Data extraction: Titles and abstracts were retrieved using the search strategy. Additional sources were screened by all of the five authors to identify studies that were potential to be included. The title then abstracts and at the end the full text of all the potentially eligible studies were assessed for eligibility by all authors independently. Two reviewers were assessed a single study at the same time. If two of the reviewers agreed to include or exclude the paper, it was treated as it is. But if the two reviewers had discordant review result, a third reviewer was invited and evaluated the paper. The decision was made by 2 of the 3 reviewers’ decision. Information on the author, year of publication, journals, design, area or place (rural/urban) of study, sample size, response rate, and other data that were significantly related to congenital anomaly were extracted. Electronic mails were sent to the corresponding or first author of the studies or abstracts for missing information and waited up to 3 or 4 weeks for their responses. If there was no response, the paper excluded with a justification of not available.

Assessment of risk of bias: the authors piloted the studies in group for possible bias using JBI,10 and Glasgow university11 critical appraisal checklist.

Assessment of heterogeneity and data synthesis: The heterogeneity of studies was assessed using graphic aid particularly forest plot. The overlapping of confidence intervals was assumed, if there is heterogeneity. The other statistical tests considered were chi-squared test (Cochran Q test) and I square statistic (I2).12

Statistical methods: Statistical analysis were carried out using the statistical software package Stata version 14 with build in meta-analysis commands. Using the command sensitivity analysis, subgroup analysis, funnel plot, and Egger test13 were performed.

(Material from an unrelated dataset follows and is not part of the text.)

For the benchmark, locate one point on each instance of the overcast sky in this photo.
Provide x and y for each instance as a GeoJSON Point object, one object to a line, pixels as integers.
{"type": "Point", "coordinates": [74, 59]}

Description of studies and reporting of results

From PubMed, google scholar, and other gray literatures, a total of 16 researches were included for both qualitative and quantitative analysis after critically appraised using JBI checklist. Five of the studies were from Kenya, the other 5 studies were from Ethiopia, 3 studies were from Sudan, 2 studies were from Uganda, and 1 study from Eritrea. Unfortunately, we can not access studies from the other eastern African countries (Table 2).

Proportion of congenital anomaly in eastern Africa

Based on the inclusion criteria, and critical appraisal checklist, a total of 16 researches were included to determine the pooled proportion of structural congenital anomaly in the 11 of eastern Africa countries (Figure 1&2). The pooled proportion of structural congenital anomaly in eastern Africa was 4.54 per 1000 with 95% CI (4.23-4.85). Of the researches included in this review the maximum proportion of congenital anomaly was 6.08 per 1000 children and the minimum congenital anomaly was 3.97 per 1000 children.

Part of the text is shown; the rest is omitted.